HDX-MS analysis of SARS-CoV-2 spike ectodomain

Inclusion of Glycopeptides provides increased sequence coverage

Hydrogen/deuterium exchange mass spectrometry (HDX-MS) can provide precise analysis of a protein’s conformational dynamics across varied states, such as heat-denatured vs. native protein structures, localizing regions that are specifically affected by such conditional changes.

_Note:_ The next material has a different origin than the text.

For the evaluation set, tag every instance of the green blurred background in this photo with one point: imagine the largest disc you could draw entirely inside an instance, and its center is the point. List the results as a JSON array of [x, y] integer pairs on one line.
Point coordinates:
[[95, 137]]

Maximizing protein sequence coverage provides high confidence that regions of interest are located by HDX-MS, but one challenge for complete sequence coverage is N-glycosylation sites. The deuteration of peptides post-translationally modified by asparagine-bound glycans (glycopeptides) has not always been identified in previous reports of HDX-MS analyses, causing significant sequence coverage gaps in heavily glycosylated proteins and uncertainty in structural dynamics in many regions throughout a glycoprotein.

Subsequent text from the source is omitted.